Ettenheim – „Die Rohstoffpotenziale beim heimischen Holz sind auch bei einem deutlichen Ausbau von Pelletheizungen in Deutschland ausreichend.“ Hierauf wies der Geschäftsführer des Deutschen Pelletinstituts (DEPI), Martin Bentele, aktuell im Rahmen einer Pressefahrt hin. Das DEPI geht bei der Prognose zur Entwicklung des Wärmemarktes in Deutschland zusammen mit dem Bundesverband Erneuerbare Energie (BEE) von einer stärkeren Zunahme erneuerbarer Wärmequellen aus als von der Bundesregierung angenommen.

„Bei verbesserten Rahmenbedingungen kann sich der Anteil erneuerbarer Energie am Wärmemarkt bis zum Jahr 2020 auf 25 Prozent erhöhen“, betonte Bentele. Die Bundesregierung prognostiziert eine geringere Zunahme von rund sieben Prozent (2008) auf 14 Prozent im Jahr 2020. Bis zum Jahr 2020 rechnen DEPI und BEE mit einem Anstieg auf eine Million Pelletheizungen.
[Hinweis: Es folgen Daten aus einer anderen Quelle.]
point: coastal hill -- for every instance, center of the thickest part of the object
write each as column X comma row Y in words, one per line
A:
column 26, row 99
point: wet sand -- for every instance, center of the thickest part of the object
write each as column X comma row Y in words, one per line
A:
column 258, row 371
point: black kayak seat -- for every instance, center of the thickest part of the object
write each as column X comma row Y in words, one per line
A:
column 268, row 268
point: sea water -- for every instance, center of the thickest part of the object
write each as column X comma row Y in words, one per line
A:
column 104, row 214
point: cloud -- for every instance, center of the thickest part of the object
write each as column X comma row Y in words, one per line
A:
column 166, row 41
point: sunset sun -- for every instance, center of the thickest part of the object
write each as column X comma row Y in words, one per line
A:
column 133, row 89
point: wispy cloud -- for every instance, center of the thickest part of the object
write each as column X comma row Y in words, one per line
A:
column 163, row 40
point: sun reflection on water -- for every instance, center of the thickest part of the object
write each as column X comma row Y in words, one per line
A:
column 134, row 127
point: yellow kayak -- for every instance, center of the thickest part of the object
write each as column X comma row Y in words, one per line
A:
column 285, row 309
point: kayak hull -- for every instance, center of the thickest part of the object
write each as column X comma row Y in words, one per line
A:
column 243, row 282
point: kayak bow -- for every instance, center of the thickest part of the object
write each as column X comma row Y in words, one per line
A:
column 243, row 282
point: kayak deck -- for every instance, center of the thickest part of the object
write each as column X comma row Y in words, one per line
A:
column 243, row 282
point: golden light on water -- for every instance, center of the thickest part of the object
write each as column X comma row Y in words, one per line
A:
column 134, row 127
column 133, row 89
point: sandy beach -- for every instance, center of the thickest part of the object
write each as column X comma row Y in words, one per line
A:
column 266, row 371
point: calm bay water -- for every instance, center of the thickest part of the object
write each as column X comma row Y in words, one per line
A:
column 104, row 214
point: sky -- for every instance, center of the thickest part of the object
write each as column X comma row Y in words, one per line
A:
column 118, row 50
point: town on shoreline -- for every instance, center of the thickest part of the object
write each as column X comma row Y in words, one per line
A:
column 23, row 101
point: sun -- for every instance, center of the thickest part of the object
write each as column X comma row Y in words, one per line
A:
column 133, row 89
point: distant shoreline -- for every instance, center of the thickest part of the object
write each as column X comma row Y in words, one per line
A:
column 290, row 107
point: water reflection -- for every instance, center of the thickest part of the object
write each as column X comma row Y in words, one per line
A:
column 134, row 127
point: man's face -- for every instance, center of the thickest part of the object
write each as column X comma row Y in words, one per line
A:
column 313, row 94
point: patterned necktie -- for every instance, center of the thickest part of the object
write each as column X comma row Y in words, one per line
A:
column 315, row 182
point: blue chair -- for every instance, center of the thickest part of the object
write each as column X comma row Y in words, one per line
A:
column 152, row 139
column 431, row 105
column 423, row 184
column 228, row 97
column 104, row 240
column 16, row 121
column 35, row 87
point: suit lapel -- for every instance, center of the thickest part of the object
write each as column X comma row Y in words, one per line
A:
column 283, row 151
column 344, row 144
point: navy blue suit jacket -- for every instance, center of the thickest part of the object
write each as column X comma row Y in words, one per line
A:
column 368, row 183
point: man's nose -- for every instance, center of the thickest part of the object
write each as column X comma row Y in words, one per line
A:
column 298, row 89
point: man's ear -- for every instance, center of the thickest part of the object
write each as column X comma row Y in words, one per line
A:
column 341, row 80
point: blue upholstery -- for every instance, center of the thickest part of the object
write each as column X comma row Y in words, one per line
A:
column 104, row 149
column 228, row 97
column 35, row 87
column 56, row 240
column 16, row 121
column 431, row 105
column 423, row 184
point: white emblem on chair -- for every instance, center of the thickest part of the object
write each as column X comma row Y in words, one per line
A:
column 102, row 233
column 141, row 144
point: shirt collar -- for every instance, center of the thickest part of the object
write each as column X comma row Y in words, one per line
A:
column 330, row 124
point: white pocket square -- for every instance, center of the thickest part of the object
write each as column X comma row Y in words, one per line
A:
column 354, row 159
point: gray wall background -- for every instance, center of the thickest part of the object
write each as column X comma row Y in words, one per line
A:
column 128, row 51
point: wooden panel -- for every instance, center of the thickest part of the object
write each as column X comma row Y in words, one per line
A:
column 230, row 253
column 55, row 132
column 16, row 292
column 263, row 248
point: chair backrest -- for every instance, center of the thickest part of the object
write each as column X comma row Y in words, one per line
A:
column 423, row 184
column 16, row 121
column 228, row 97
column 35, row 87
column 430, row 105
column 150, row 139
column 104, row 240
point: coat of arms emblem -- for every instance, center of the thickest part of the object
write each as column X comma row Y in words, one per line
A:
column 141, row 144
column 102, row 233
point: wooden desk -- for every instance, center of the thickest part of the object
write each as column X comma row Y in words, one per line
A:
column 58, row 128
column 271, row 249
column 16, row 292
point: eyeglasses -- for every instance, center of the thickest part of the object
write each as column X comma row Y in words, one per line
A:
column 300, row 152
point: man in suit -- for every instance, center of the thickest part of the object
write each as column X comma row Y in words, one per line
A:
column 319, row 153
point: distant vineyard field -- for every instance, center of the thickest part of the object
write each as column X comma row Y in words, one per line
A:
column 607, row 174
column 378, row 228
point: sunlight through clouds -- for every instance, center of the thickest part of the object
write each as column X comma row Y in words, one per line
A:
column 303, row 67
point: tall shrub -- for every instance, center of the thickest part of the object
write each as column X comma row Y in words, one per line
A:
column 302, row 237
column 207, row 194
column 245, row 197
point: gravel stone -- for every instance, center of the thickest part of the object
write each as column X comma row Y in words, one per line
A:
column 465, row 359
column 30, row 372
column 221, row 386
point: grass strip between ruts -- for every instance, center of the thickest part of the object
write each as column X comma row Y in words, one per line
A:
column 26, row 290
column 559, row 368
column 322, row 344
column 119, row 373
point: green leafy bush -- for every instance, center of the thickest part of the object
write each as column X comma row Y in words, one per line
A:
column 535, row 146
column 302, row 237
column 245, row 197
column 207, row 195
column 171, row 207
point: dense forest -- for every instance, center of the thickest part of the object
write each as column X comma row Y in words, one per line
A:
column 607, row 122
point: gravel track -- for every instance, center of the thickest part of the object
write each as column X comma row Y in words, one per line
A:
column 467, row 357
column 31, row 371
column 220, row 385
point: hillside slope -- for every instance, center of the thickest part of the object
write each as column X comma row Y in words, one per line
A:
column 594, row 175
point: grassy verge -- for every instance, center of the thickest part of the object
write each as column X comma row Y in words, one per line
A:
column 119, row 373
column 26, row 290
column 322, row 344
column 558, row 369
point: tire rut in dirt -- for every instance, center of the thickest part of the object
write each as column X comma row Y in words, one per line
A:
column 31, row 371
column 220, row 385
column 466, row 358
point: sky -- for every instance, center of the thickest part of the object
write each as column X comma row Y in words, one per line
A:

Das entspräche einem achtmal höheren Pelletbedarf von acht Millionen Tonnen jährlich. Mit 37,6 Terrawattstunden (TWh) läge der Beitrag der Pellets zur erneuerbaren Wärmeproduktion dann bei etwa 13 Prozent. Die Pelletbranche trägt dadurch einen wichtigen Teil zum Klimaschutz bei. Die Holzenergie wird 80 Prozent der Bioenergie im Wärmemarkt abdecken. Mit circa 75 TWh erbringt Scheitholz in der BEE-Prognose den größten Anteil der gesamten erneuerbaren Bioenergie (150 TWh).
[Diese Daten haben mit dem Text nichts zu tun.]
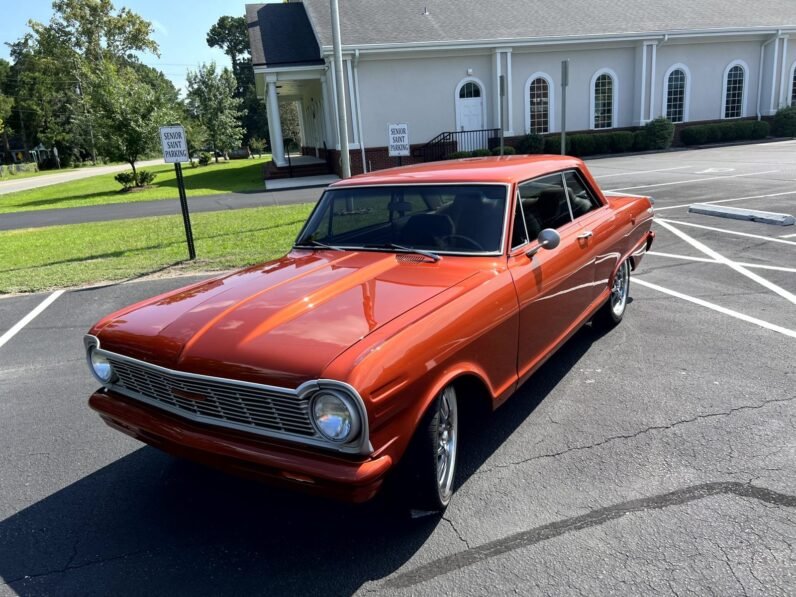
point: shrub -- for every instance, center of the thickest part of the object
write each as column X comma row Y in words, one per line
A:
column 532, row 143
column 621, row 141
column 552, row 144
column 126, row 179
column 602, row 143
column 785, row 122
column 660, row 133
column 640, row 141
column 507, row 150
column 694, row 135
column 146, row 177
column 724, row 131
column 581, row 145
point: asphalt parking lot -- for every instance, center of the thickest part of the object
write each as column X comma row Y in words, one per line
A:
column 657, row 458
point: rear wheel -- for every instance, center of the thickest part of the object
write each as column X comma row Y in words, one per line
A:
column 430, row 463
column 611, row 313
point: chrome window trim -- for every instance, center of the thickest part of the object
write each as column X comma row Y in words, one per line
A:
column 503, row 237
column 360, row 445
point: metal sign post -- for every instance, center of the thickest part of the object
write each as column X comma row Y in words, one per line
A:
column 175, row 151
column 564, row 85
column 398, row 141
column 502, row 101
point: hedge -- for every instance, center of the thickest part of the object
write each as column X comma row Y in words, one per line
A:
column 737, row 130
column 785, row 122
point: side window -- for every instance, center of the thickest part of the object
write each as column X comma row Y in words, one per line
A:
column 581, row 198
column 544, row 204
column 519, row 235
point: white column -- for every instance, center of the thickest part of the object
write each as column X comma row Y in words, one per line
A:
column 327, row 124
column 509, row 108
column 275, row 126
column 496, row 103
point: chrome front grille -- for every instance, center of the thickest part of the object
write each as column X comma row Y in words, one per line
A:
column 221, row 402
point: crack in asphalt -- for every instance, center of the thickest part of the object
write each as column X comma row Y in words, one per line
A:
column 634, row 435
column 455, row 530
column 597, row 517
column 69, row 567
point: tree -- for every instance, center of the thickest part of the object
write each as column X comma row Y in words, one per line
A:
column 212, row 102
column 55, row 64
column 6, row 103
column 232, row 36
column 129, row 113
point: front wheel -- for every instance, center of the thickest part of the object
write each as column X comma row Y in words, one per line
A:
column 431, row 460
column 611, row 313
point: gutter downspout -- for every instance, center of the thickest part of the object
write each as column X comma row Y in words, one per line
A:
column 760, row 73
column 359, row 110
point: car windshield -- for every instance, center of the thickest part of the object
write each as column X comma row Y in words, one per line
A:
column 453, row 219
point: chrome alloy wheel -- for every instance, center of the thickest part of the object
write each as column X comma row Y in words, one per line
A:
column 447, row 439
column 620, row 288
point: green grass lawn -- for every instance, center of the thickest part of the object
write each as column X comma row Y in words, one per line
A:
column 234, row 176
column 4, row 177
column 60, row 256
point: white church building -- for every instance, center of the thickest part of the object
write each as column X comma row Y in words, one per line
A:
column 436, row 66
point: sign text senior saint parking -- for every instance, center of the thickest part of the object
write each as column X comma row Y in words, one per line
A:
column 175, row 146
column 398, row 136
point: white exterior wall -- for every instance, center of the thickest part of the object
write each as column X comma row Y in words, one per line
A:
column 419, row 88
column 419, row 92
column 583, row 64
column 706, row 63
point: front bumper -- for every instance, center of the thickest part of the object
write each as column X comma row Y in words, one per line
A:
column 354, row 479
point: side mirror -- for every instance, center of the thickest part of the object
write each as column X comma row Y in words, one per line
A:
column 548, row 239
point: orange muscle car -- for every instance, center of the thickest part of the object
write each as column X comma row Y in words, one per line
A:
column 410, row 296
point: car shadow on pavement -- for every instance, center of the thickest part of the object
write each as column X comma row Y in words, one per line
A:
column 150, row 524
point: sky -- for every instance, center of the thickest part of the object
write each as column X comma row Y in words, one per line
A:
column 180, row 29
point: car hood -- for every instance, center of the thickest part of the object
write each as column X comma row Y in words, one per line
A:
column 279, row 323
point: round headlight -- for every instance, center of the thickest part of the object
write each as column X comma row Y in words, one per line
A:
column 100, row 366
column 334, row 416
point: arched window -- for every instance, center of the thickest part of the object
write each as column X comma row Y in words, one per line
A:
column 469, row 90
column 734, row 91
column 539, row 106
column 675, row 95
column 603, row 100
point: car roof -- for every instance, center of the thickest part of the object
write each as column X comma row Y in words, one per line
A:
column 503, row 169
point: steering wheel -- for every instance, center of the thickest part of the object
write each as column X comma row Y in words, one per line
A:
column 472, row 243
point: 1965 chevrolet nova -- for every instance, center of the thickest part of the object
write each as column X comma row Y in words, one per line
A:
column 410, row 296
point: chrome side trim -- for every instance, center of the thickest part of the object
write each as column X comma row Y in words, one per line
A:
column 361, row 445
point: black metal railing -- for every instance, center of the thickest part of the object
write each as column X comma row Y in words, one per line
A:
column 443, row 145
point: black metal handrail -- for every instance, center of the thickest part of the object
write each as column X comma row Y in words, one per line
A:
column 447, row 143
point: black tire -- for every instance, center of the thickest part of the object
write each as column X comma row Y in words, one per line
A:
column 612, row 312
column 422, row 483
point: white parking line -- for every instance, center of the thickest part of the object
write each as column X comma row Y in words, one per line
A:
column 757, row 236
column 727, row 200
column 29, row 317
column 666, row 184
column 714, row 307
column 628, row 173
column 775, row 268
column 729, row 263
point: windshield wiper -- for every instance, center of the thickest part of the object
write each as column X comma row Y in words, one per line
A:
column 431, row 255
column 317, row 245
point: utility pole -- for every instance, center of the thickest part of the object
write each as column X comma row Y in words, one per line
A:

Ein Blick auf die Entwicklung des Holzvorrats in den deutschen Wäldern zeigt, dass die Potenziale zur Erhöhung des energetischen Einsatzes gegeben sind. Eine aktuelle Inventurstudie des Johann-Heinrich-von-Thünen-Instituts (Braunschweig) sieht die deutschen Wälder europaweit auch künftig auf dem Spitzenplatz. Der Deutsche Forstwirtschaftsrat (DFWR) erläutert hierzu, dass trotz der nachfragebedingt deutlich gestiegenen Nutzungsmengen und trotz Orkanschäden durch „Kyrill“ (2007) und „Emma“ (2008) rund zehn Prozent mehr Holz zugewachsen seien als eingeschlagen wurden. Der Holzvorrat stieg demnach von rund 3,4 Milliarden Kubikmeter im Jahr 2004 auf mehr als 3,6 Milliarden Kubikmeter (2008) an.
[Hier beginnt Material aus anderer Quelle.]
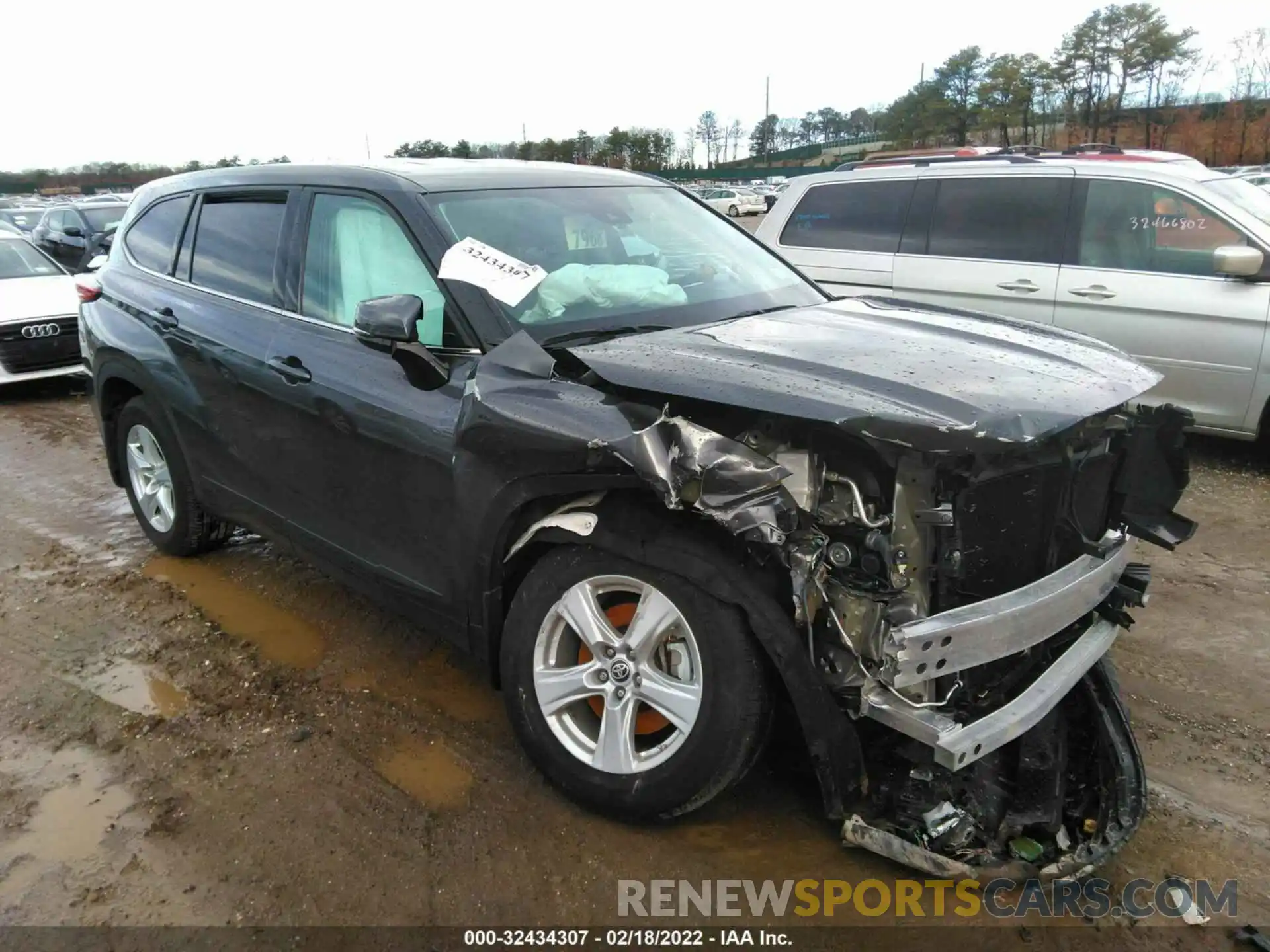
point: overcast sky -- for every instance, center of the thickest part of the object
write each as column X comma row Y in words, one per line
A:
column 168, row 81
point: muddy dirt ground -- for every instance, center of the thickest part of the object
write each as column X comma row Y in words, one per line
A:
column 239, row 739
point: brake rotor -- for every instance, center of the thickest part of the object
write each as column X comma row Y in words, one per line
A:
column 647, row 720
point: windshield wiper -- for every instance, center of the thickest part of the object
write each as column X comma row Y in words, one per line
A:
column 595, row 337
column 763, row 310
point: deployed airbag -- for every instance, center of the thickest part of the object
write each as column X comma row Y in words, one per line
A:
column 606, row 286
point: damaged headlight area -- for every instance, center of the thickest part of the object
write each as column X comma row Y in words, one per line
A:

Der DEPI-Geschäftsführer fordert von der Politik, durch entsprechende Vorgaben dafür Sorge zu tragen, dass es nicht zu einer Verschwendung des heimischen Holzes zur reinen Verstromung oder für die Kraftstofferzeugung komme. Demgegenüber stellten Pelletheizungen mit einem Wirkungsgrad von über 90 Prozent besonders effiziente Wärmequellen dar.

Die Ergebnisse aus der Inventurstudie 2008 des DFWR können unter dfwr.de eingesehen und heruntergeladen werden.